4. Monster-themed, sugary cereals.
FRANKEN BERRY DESERVES BETTER, General Mills, as do his friends Count Chocula, Fruity Yummy Mummy, etc. You need some room on the roster for these delicious cereals? Here’s what you do: make Fiber One, Chex and Wheaties seasonal, only offering them in January when everyone is on their annual New Year’s resolution health kick, but don’t take the likes of Boo Berry away after what feels like a mere yearly cameo.
5. Valentine’s Day levels of niceness to your significant other.
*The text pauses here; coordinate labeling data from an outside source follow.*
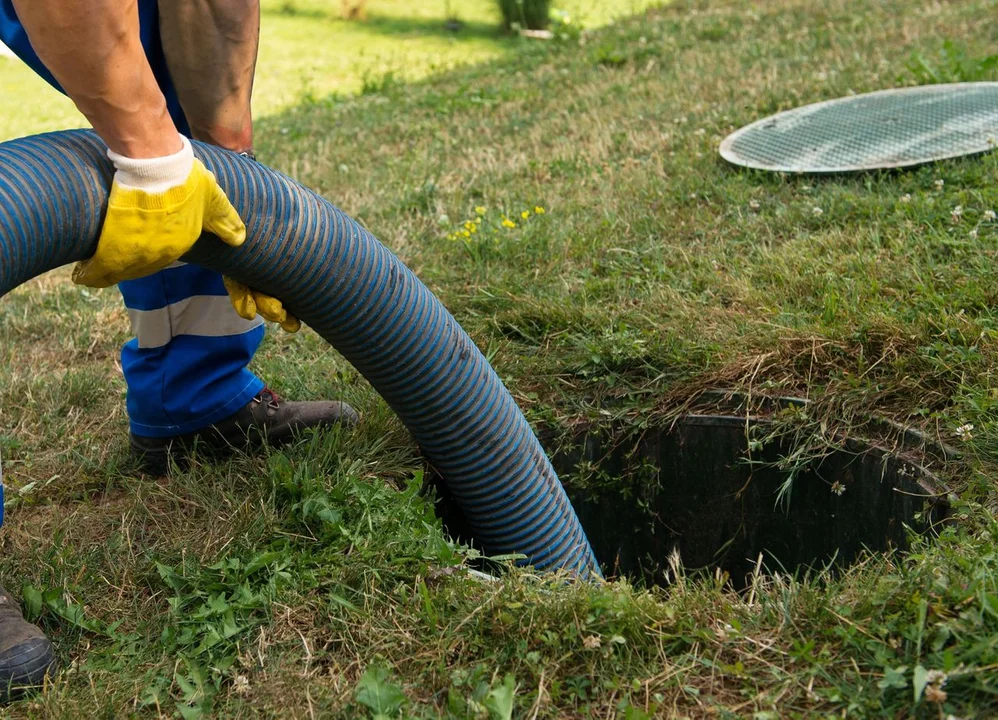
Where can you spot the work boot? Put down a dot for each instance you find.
(26, 655)
(266, 418)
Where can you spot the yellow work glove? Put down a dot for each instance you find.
(250, 302)
(157, 210)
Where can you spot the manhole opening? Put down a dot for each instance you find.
(703, 489)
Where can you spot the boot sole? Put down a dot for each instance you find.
(25, 667)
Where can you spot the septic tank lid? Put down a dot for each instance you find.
(879, 130)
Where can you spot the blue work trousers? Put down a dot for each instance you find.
(186, 367)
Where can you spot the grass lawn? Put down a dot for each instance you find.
(308, 50)
(315, 582)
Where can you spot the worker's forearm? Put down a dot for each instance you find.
(211, 48)
(94, 50)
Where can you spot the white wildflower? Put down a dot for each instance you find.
(965, 432)
(241, 684)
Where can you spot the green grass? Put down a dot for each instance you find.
(308, 51)
(315, 582)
I know, y’all, I sound like one of those shirtless, 13-year-old, backwards hat, swag having, cliché quote posting, I-respect-women-and-stuff Twitter accounts, but it’s true. If the only day a year you treat your boyfriend or girlfriend special is February 14th because Walgreens has a bunch of pink & red things everywhere, well you’re only being an above average partner seasonally, which typically won’t cut it, but will get you cut.
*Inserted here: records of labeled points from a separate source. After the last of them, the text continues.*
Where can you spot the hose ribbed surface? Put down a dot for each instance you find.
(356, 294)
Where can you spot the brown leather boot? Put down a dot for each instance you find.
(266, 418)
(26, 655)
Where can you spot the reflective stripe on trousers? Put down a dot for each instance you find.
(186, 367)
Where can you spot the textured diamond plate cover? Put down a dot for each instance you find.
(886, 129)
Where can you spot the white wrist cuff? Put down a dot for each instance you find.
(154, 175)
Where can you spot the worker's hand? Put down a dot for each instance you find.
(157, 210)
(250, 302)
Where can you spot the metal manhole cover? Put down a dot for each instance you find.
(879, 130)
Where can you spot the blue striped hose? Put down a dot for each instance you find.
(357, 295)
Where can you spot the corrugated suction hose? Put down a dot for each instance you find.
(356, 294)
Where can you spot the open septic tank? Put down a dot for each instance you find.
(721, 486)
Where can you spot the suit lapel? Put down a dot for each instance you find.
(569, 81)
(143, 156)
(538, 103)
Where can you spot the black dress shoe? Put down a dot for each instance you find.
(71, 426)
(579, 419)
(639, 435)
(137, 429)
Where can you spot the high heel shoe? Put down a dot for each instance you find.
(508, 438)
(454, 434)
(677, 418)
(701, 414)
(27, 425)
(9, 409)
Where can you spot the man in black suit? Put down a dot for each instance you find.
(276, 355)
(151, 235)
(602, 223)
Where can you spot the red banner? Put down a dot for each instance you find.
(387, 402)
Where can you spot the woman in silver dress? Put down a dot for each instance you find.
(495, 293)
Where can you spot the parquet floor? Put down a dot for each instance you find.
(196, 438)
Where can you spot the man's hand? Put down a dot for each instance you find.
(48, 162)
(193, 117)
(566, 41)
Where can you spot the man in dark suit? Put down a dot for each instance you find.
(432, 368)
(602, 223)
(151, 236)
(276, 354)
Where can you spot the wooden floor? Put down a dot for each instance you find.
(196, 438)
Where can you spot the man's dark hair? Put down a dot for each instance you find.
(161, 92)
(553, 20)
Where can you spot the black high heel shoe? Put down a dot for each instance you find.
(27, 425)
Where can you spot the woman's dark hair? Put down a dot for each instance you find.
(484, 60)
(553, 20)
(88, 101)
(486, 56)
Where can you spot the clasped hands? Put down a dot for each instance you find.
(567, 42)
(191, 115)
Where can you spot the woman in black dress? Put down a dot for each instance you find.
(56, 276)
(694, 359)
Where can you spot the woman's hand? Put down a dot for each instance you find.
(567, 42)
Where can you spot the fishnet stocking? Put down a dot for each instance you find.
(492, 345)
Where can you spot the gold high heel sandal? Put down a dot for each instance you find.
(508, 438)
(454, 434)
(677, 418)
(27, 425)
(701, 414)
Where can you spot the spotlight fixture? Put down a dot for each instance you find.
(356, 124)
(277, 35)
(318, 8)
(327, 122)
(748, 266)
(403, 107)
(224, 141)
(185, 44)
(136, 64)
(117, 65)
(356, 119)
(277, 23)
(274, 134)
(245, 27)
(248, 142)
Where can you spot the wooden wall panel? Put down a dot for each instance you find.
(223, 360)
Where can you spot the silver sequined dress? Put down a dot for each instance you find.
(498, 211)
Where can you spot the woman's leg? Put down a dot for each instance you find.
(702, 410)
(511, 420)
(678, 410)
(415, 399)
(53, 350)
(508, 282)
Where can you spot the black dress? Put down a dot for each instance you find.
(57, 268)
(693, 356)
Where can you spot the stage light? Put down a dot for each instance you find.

Every retail store hires employees at particular parts of the year, telling them in advance that they’re only needed for a predetermined amount of time. Yes, sometimes you can perform well enough to be kept long-term, but the concept of a company openly saying “Hey, we need you from October to December, after that it’s probably bye-bye and good luck in your future endeavors.” is kind of discomforting. Imagine a girlfriend informing you from the jump, you’ve got two months to impress me or you’ve got to go. Any relationship in life is hard to naturally develop when you know the clock is ticking.
7. The McRib.
Some people find (alleged) pork patties slathered in tangy barbecue sauce with test-tube onions and processed pickles. Look, mystery meat ain’t for everyone, but the folks it’s for want their fix a little more often.
8. CBS’ Big Brother.
Those who don’t watch won’t understand me, but the super fans know how addicting this reality series is. The live feeds provide you 24-7 access to the house and on your lowest day as an addict, you find yourself sitting there enthralled as you watch people make scrambled eggs for breakfast or chat about nonsense. This show typically runs from July-September, and when you’re a fanatic it can occupy entirely too much of your summer.
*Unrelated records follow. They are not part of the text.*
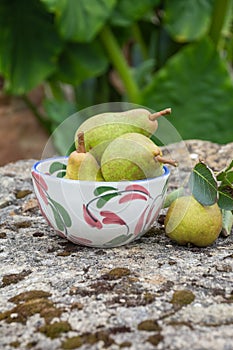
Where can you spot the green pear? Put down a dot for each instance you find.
(187, 221)
(132, 156)
(82, 165)
(103, 128)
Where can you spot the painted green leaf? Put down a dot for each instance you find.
(119, 240)
(29, 42)
(128, 11)
(103, 189)
(196, 84)
(62, 211)
(203, 184)
(225, 200)
(61, 174)
(80, 20)
(187, 20)
(79, 62)
(55, 166)
(227, 222)
(104, 199)
(57, 218)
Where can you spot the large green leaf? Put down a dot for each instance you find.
(187, 20)
(80, 20)
(203, 184)
(79, 62)
(29, 44)
(197, 85)
(128, 11)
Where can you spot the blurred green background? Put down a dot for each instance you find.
(174, 53)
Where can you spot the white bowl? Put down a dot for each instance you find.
(97, 214)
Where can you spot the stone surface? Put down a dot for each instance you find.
(149, 294)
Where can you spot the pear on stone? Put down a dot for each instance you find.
(103, 128)
(82, 165)
(132, 156)
(188, 221)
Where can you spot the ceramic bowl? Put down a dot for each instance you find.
(97, 214)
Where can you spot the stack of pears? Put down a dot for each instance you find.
(116, 147)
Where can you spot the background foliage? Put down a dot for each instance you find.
(175, 53)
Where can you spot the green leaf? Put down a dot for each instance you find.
(104, 199)
(128, 11)
(79, 62)
(30, 44)
(226, 174)
(203, 184)
(196, 84)
(227, 222)
(172, 196)
(61, 174)
(188, 20)
(80, 20)
(57, 218)
(63, 213)
(55, 166)
(118, 240)
(225, 200)
(58, 111)
(103, 189)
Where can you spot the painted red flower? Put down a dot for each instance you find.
(137, 188)
(79, 240)
(90, 218)
(131, 196)
(112, 218)
(41, 185)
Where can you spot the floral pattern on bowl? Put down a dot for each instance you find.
(97, 214)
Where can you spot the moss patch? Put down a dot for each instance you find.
(87, 338)
(181, 298)
(125, 344)
(15, 277)
(149, 325)
(155, 339)
(29, 295)
(30, 303)
(23, 224)
(22, 193)
(15, 344)
(55, 329)
(116, 273)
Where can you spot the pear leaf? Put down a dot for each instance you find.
(203, 184)
(227, 222)
(56, 166)
(225, 200)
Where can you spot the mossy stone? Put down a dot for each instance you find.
(149, 325)
(182, 297)
(29, 295)
(55, 329)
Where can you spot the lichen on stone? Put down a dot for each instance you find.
(149, 325)
(14, 277)
(88, 338)
(181, 298)
(117, 273)
(55, 329)
(29, 295)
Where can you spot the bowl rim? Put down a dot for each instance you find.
(34, 168)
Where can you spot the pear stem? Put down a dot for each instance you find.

9. McDonald’s Shamrock Shake.
Two strikes, McDonalds. Without the rock your shakes are a sham.
10. Thankfulness on Thanksgiving.
Again, here is high and mighty Hudspeth preaching basic principals, but it’s also truth. My iPhone’s battery and the Wi-Fi at my apartment suck! Wait, is it the fourth Thursday of November. Damn, I mean, I’m totally grateful for my rapidly dying phone and lackluster performing internet. We can’t allow ourselves to be unappreciative for the majority of the year — I mean, you can, but don’t be shocked when your misery renders your friendships seasonal.